Gore backs direct action against dirty coal plants

It's time for civil disobedience, says the Nobel Peace Prize winner

By Andrew Donoghue

25 Sep 2008

Comments: 1

Al Gore

Former US vice president and environmental campaigner Al Gore has claimed that it might be time for young people to take direct action against new coal- fired power stations through acts of civil disobedience.

According to Reuters, Gore made the statement at a meeting of the Clinton Global Initiative in New York City and called on action to be taken to stop the construction of coal power stations that do not store carbon.

"If you're a young person looking at the future of this planet and looking at what is being done right now – and not done – I believe we have reached the stage where it is time for civil disobedience to prevent the construction of new coal plants that do not have carbon capture and sequestration," Reuters reported him as saying.

Gore's statement echoes similar claims from MPs in the UK recently. Speaking at the party's conference earlier this month, Liberal Democrat MEP Chris Davis, spokesman for environment and public health, claimed that all politicians should be prepared to take direct action for issues they believe in.

"If we are on the losing side of something we feel passionate about, and we are prepared to take the risk and consequences of a judgment against us then I don't have a problem taking part in an act of non-violent direct action," he said. "If Gordon Brown decides to go ahead with Kingsnorth without carbon capture storage systems, then I will sit down in front of the bulldozers with other protestors and take what comes to me."

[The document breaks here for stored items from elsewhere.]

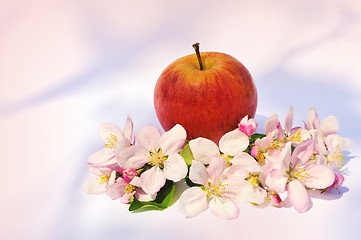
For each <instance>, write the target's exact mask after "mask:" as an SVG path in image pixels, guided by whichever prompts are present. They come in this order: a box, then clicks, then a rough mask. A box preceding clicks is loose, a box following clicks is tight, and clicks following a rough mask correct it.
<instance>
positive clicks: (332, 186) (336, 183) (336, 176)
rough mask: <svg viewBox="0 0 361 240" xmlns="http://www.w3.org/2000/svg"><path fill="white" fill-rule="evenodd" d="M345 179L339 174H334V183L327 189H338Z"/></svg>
mask: <svg viewBox="0 0 361 240" xmlns="http://www.w3.org/2000/svg"><path fill="white" fill-rule="evenodd" d="M344 180H345V178H344V177H343V176H342V175H341V174H340V173H335V181H334V182H333V183H332V185H331V186H329V187H328V188H327V189H334V188H339V187H341V186H342V184H343V181H344Z"/></svg>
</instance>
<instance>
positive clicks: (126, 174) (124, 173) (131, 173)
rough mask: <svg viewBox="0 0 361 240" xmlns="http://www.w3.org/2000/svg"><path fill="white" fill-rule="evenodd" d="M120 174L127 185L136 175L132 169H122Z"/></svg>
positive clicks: (134, 171) (136, 174) (132, 179)
mask: <svg viewBox="0 0 361 240" xmlns="http://www.w3.org/2000/svg"><path fill="white" fill-rule="evenodd" d="M120 174H122V175H123V179H124V181H126V182H127V183H130V182H131V181H132V180H133V178H134V177H135V176H137V175H138V174H137V172H136V171H135V170H134V169H132V168H126V169H123V170H122V172H121V173H120Z"/></svg>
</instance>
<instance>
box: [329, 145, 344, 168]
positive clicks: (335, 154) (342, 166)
mask: <svg viewBox="0 0 361 240" xmlns="http://www.w3.org/2000/svg"><path fill="white" fill-rule="evenodd" d="M343 155H344V153H342V152H341V147H340V146H336V151H334V152H332V153H330V154H328V155H327V161H328V162H335V163H336V164H337V166H338V168H339V169H341V168H342V167H343V166H344V165H345V159H344V158H343Z"/></svg>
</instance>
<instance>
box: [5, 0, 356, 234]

Davies made the comments in response to claims made by former director of Friends of the Earth, Jonathon Porritt, that the decision this month to acquit protestors at the Kingsnorth power plant in Kent was a sign that power companies could find themselves eventually viewed in the same way as tobacco companies for damaging public health.

Six Greenpeace activists were charged with causing £30,000 of damage at Kingsnorth last October. But earlier this month the six were acquitted of criminal damage with the jury agreeing by a 10-2 majority that "emergency action " could be used to stop damage to the environment.

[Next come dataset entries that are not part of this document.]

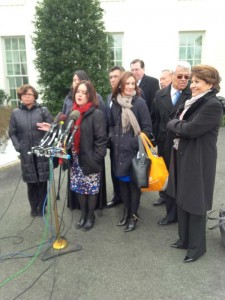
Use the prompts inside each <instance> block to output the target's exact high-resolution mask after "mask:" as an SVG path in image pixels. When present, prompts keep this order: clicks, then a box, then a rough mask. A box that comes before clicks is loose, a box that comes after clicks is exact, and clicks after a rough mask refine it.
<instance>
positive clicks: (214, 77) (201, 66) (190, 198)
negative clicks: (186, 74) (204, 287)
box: [167, 65, 223, 263]
mask: <svg viewBox="0 0 225 300" xmlns="http://www.w3.org/2000/svg"><path fill="white" fill-rule="evenodd" d="M219 83H220V76H219V73H218V71H217V70H216V69H215V68H213V67H211V66H208V65H198V66H194V67H193V68H192V71H191V85H190V89H191V92H192V98H191V99H190V100H186V102H185V103H184V104H182V105H181V106H180V107H179V108H178V111H177V113H176V117H175V119H173V120H171V121H169V123H168V124H167V128H168V130H169V131H171V132H173V133H175V134H176V136H177V138H176V139H175V140H174V147H173V150H172V153H171V154H172V155H171V163H170V172H169V173H170V176H169V185H168V188H167V191H168V193H169V194H170V195H171V196H172V197H174V198H176V202H177V207H178V234H179V239H178V240H177V242H176V243H174V244H172V245H171V246H172V247H174V248H178V249H187V254H186V257H185V258H184V262H185V263H188V262H192V261H195V260H196V259H198V258H199V257H201V256H202V255H203V254H204V253H205V252H206V213H207V211H208V210H211V209H212V202H213V190H214V183H215V172H216V160H217V148H216V143H217V136H218V131H219V127H220V124H221V118H222V113H223V110H222V105H221V103H220V102H219V101H218V99H217V97H216V94H217V93H218V92H219V91H220V85H219Z"/></svg>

Davies is reportedly taking the lead on the development of carbon capture and storage technology in the European Parliament, and is set to meet with the Environment Committee to vote on an amendment which, if successful, he claimed "will save HM Treasury hundreds of millions of pounds necessary to support carbon sequestration projects".

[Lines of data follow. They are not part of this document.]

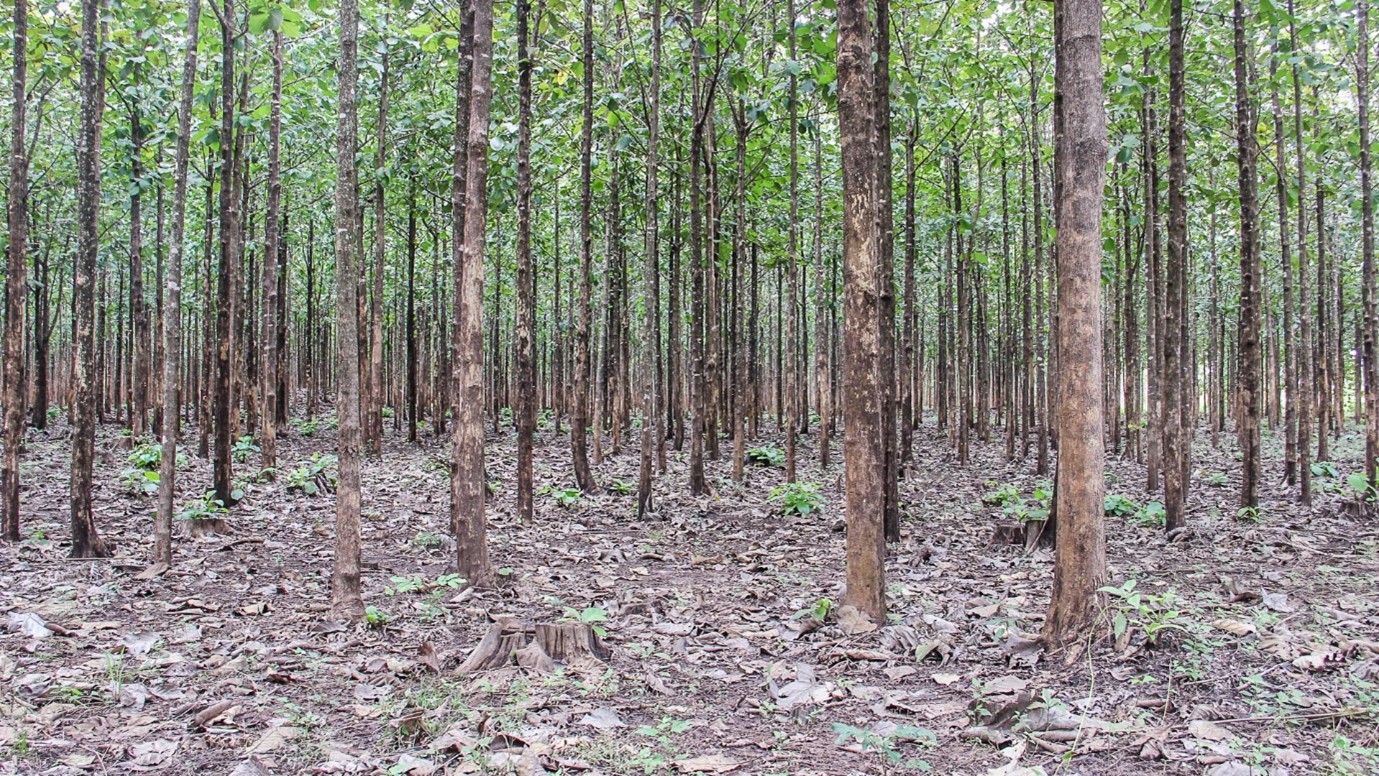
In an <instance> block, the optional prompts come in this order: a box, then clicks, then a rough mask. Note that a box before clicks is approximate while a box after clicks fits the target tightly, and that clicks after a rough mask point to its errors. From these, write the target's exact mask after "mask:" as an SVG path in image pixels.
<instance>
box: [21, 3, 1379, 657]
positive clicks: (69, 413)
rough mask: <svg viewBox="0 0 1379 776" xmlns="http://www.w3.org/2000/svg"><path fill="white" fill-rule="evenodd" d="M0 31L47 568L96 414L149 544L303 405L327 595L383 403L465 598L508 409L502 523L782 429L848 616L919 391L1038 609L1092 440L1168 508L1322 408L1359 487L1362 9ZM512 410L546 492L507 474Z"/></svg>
mask: <svg viewBox="0 0 1379 776" xmlns="http://www.w3.org/2000/svg"><path fill="white" fill-rule="evenodd" d="M0 29H3V30H4V33H6V36H7V37H8V40H12V47H11V50H10V51H7V52H6V57H7V58H6V59H0V62H3V65H4V66H6V68H7V69H10V70H11V72H12V77H14V81H12V90H11V91H10V95H8V99H7V102H6V103H4V106H6V108H7V110H6V112H4V119H3V120H0V121H3V125H4V130H6V135H7V136H8V138H10V149H11V150H10V154H8V164H7V167H6V176H7V178H6V179H7V190H8V197H7V204H8V229H7V232H6V237H7V243H6V245H7V265H6V336H4V363H3V365H4V379H3V387H4V394H3V407H4V440H3V459H0V470H3V477H0V487H3V488H0V489H3V493H0V495H3V511H4V535H6V538H7V539H10V540H19V539H21V536H22V533H23V529H25V528H23V521H22V520H21V517H22V515H23V514H26V511H25V510H26V509H28V506H26V504H22V503H21V489H22V485H23V482H22V480H23V477H22V473H23V471H25V467H23V466H22V459H23V447H25V438H26V434H28V433H29V429H39V430H43V429H47V427H48V426H50V425H51V426H54V427H58V429H66V430H69V431H70V444H72V459H70V525H72V528H70V531H72V532H70V543H72V555H74V557H105V555H108V554H110V551H112V547H110V546H108V543H106V542H105V540H103V539H102V536H101V527H99V525H98V524H97V520H95V517H94V513H92V507H91V499H92V491H97V489H101V488H108V487H112V485H110V484H106V482H94V481H92V460H94V458H95V456H97V449H95V442H94V440H95V430H97V426H98V425H99V423H116V425H119V426H120V427H123V429H127V434H128V437H130V440H131V445H130V447H131V448H132V447H134V442H143V441H145V440H156V442H157V445H159V447H157V448H154V449H156V452H157V455H156V456H154V459H153V460H152V462H150V464H149V471H148V476H146V481H145V484H146V485H148V489H149V491H150V492H152V491H153V489H156V491H157V517H156V520H154V521H153V531H154V538H156V542H154V557H153V562H154V565H157V566H161V568H167V566H168V565H171V564H172V561H174V547H172V543H174V542H172V538H174V515H177V514H179V513H182V514H185V515H190V518H189V521H188V529H189V531H190V532H193V533H207V532H223V531H228V529H229V527H230V525H232V524H233V520H234V518H233V515H234V504H236V502H237V500H240V498H241V493H243V482H244V480H245V478H248V477H273V476H279V474H280V473H279V470H277V467H279V466H280V462H279V456H277V440H279V438H280V437H281V436H283V434H299V436H312V434H314V433H316V431H317V430H319V429H325V427H332V429H338V449H336V451H335V453H336V455H338V484H334V488H335V502H336V506H335V509H336V525H335V533H334V540H335V560H334V571H332V605H334V615H335V616H336V617H341V619H359V617H361V616H363V615H364V602H363V600H361V595H360V553H361V549H360V507H361V474H360V460H361V456H381V455H382V453H383V441H385V438H387V437H405V440H407V442H410V444H416V445H430V447H434V448H437V449H440V451H445V455H448V467H450V504H448V510H450V521H451V528H452V531H454V535H455V542H456V555H455V571H456V572H458V573H459V575H462V576H463V578H465V579H466V580H469V583H472V584H476V586H480V587H483V586H490V584H492V583H494V582H495V562H494V560H492V558H491V557H490V549H488V543H487V539H485V506H484V504H485V491H488V488H490V474H488V473H487V471H485V469H484V447H485V434H487V436H488V438H490V440H491V438H494V437H492V436H496V434H509V433H516V437H517V466H516V482H514V485H516V492H517V513H519V515H520V517H521V518H524V520H531V518H532V515H534V506H532V504H534V493H535V492H536V488H538V487H542V485H545V487H558V488H571V489H578V491H581V492H585V493H594V492H598V491H600V489H601V488H605V487H608V485H610V484H611V482H607V481H600V480H598V477H596V474H597V470H598V466H600V464H601V462H603V460H604V459H607V458H611V456H618V455H622V453H625V452H633V451H634V452H636V455H638V456H640V477H638V481H637V484H636V493H637V504H638V506H637V509H638V514H644V515H647V514H655V513H656V509H658V507H656V493H666V492H669V491H672V489H677V491H678V489H685V491H688V493H689V495H692V496H696V498H698V496H707V495H710V493H712V492H713V491H714V484H713V482H710V481H709V478H707V477H706V474H705V460H718V459H727V460H731V462H732V473H734V477H735V478H736V480H738V481H741V480H742V478H743V470H745V466H746V464H747V463H749V462H750V459H758V460H767V462H772V463H779V464H781V466H783V469H785V478H786V481H787V482H790V484H796V480H797V477H796V467H797V463H798V462H800V459H801V456H804V455H811V456H815V455H816V456H818V458H819V459H821V460H822V463H823V464H825V467H826V466H829V463H830V460H834V462H836V460H843V464H844V477H845V491H847V499H845V500H847V503H845V514H847V521H848V524H847V529H848V536H847V542H848V546H847V561H848V584H847V593H845V597H844V602H845V604H847V605H851V606H854V608H856V609H858V611H859V612H860V613H863V615H865V616H867V617H870V619H873V620H881V619H884V615H885V606H887V601H885V580H884V575H883V568H884V566H883V560H884V557H885V551H887V543H888V542H895V540H898V539H899V538H900V531H902V521H900V517H902V514H905V513H906V504H905V503H900V499H899V491H898V487H896V484H898V481H900V480H902V478H907V477H913V476H914V474H916V463H914V448H916V442H914V429H917V427H918V426H920V425H936V427H939V429H943V430H945V431H946V440H947V442H949V445H950V447H952V456H953V460H954V463H956V464H957V466H967V464H968V460H969V451H971V449H972V445H974V444H976V442H987V441H997V442H1003V444H1004V451H1005V456H1007V458H1008V459H1009V460H1022V462H1027V466H1029V467H1030V469H1031V470H1034V471H1037V473H1038V474H1045V473H1049V471H1051V470H1054V469H1055V467H1056V473H1055V476H1056V480H1055V496H1054V499H1052V504H1051V510H1049V514H1040V515H1037V518H1036V520H1034V522H1036V524H1037V525H1038V528H1036V531H1037V532H1038V533H1040V539H1041V540H1043V542H1045V543H1055V544H1056V569H1058V571H1056V576H1055V584H1054V597H1052V606H1051V611H1049V617H1048V620H1047V623H1045V637H1047V638H1048V640H1049V641H1051V642H1052V644H1062V642H1063V641H1066V640H1070V638H1074V637H1076V635H1077V634H1078V633H1080V631H1081V630H1083V629H1084V626H1087V624H1088V623H1089V622H1091V620H1092V617H1094V616H1095V612H1096V611H1098V595H1099V593H1098V589H1099V587H1100V586H1102V584H1103V583H1105V582H1106V579H1105V578H1106V568H1105V535H1103V532H1105V527H1103V506H1105V504H1103V488H1105V487H1103V478H1102V469H1103V466H1105V462H1106V456H1124V458H1127V459H1134V460H1136V462H1143V463H1145V464H1146V471H1147V482H1146V487H1147V491H1150V492H1157V491H1161V492H1162V506H1164V520H1162V524H1164V529H1165V531H1167V532H1169V535H1171V536H1172V538H1186V535H1187V531H1190V529H1191V524H1193V520H1191V514H1190V513H1189V509H1187V500H1186V499H1187V484H1189V481H1190V480H1191V471H1193V455H1191V449H1193V440H1194V438H1196V437H1197V436H1198V433H1200V431H1201V433H1204V434H1207V436H1208V437H1209V442H1211V444H1212V445H1219V444H1222V441H1220V438H1222V437H1223V436H1226V434H1234V440H1236V444H1237V447H1238V453H1240V455H1238V458H1240V495H1238V507H1240V513H1238V517H1240V518H1245V520H1248V518H1258V517H1259V510H1260V509H1262V507H1260V499H1259V487H1260V482H1262V481H1263V480H1266V478H1284V480H1285V481H1287V482H1288V487H1289V488H1291V492H1292V493H1294V495H1295V498H1296V499H1299V500H1300V502H1302V503H1309V499H1310V495H1311V491H1313V482H1311V477H1313V470H1314V466H1320V467H1322V470H1327V469H1325V467H1327V466H1331V464H1329V463H1328V462H1329V460H1331V458H1332V453H1331V451H1329V445H1331V444H1332V440H1333V438H1336V437H1338V436H1339V434H1340V433H1342V431H1343V430H1345V429H1346V426H1347V423H1364V427H1365V430H1367V449H1365V470H1364V471H1362V473H1357V474H1358V476H1360V480H1358V481H1357V482H1358V485H1356V492H1357V495H1356V498H1357V499H1358V503H1360V504H1361V506H1364V504H1368V502H1369V500H1371V496H1372V495H1373V493H1375V491H1373V485H1372V484H1373V482H1375V459H1376V452H1379V374H1376V365H1375V364H1376V361H1375V358H1376V351H1375V335H1376V325H1379V323H1376V316H1375V272H1373V212H1372V211H1373V207H1372V171H1371V147H1369V142H1371V138H1369V112H1368V101H1369V92H1368V90H1369V45H1371V41H1369V30H1368V3H1367V0H1356V1H1354V3H1353V4H1345V6H1338V4H1332V3H1318V1H1313V0H1305V1H1299V3H1296V4H1295V1H1294V0H1288V1H1287V3H1280V1H1269V3H1260V4H1254V3H1244V0H1234V1H1233V3H1226V1H1211V0H1208V1H1201V3H1191V4H1189V6H1187V7H1185V4H1183V3H1182V0H1167V1H1164V0H1153V1H1149V3H1145V1H1136V3H1125V1H1121V0H1109V1H1106V3H1105V4H1103V3H1102V0H1056V1H1055V3H1054V4H1052V6H1049V4H1045V3H1016V4H1001V3H983V1H971V0H949V1H940V3H910V1H906V0H895V1H894V3H892V1H891V0H870V1H863V0H786V1H781V0H741V1H735V0H683V1H681V0H677V1H662V0H616V1H605V0H597V1H594V0H583V1H582V3H581V1H578V0H535V3H532V1H531V0H514V1H513V3H494V1H492V0H466V1H463V3H441V1H427V0H419V1H416V0H393V1H385V0H338V1H334V3H332V1H328V0H302V1H296V0H292V1H283V3H277V1H268V0H204V1H203V0H178V1H171V0H81V1H80V3H68V1H50V0H15V1H14V3H11V6H10V10H8V12H7V14H6V15H4V18H0ZM1262 426H1267V427H1269V429H1278V430H1280V431H1281V434H1282V436H1284V438H1285V455H1284V456H1282V469H1281V470H1280V471H1271V470H1266V469H1265V467H1263V464H1262V456H1260V434H1262ZM538 431H541V433H542V434H568V449H570V453H568V455H570V460H571V463H572V471H574V481H570V482H539V481H538V477H536V476H535V474H534V452H532V449H534V438H535V437H536V434H538ZM775 440H779V449H778V448H776V447H774V445H775ZM801 441H804V442H807V444H801ZM768 442H771V444H768ZM251 448H252V449H258V451H259V452H261V458H262V470H261V471H245V470H244V469H245V467H244V466H237V460H240V459H241V458H244V456H241V455H239V453H240V452H243V451H247V449H251ZM179 451H181V452H179ZM323 452H324V451H323ZM188 453H193V455H197V456H201V458H207V459H210V460H211V462H212V470H214V478H212V480H211V481H210V482H201V481H189V478H188V477H183V476H181V474H179V471H178V458H179V456H185V455H188ZM673 455H687V456H688V481H672V480H670V478H667V477H665V474H666V471H667V456H673ZM776 459H779V460H776ZM154 464H156V469H157V474H154V473H153V469H154ZM325 485H331V482H328V481H327V482H325ZM793 487H796V488H800V489H801V492H807V491H808V485H807V484H797V485H793ZM203 493H205V495H204V496H203ZM189 502H194V503H200V504H201V507H203V509H200V510H188V509H186V504H188V503H189Z"/></svg>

According to a statement from the Liberal Democrats, governments across Europe pledged to support construction of 12 commercial CCS demonstration plants by 2015, but none have yet been named to date.

The UK government is currently seeking bids for a first project but is limiting its promise of financial support to one of 300MW generating capacity, far less than that planned at Kingsnorth, the party claims.

According to figures from the International Energy Agency, worldwide use of the fossil fuel will increase by 70 per cent over the next 20 years.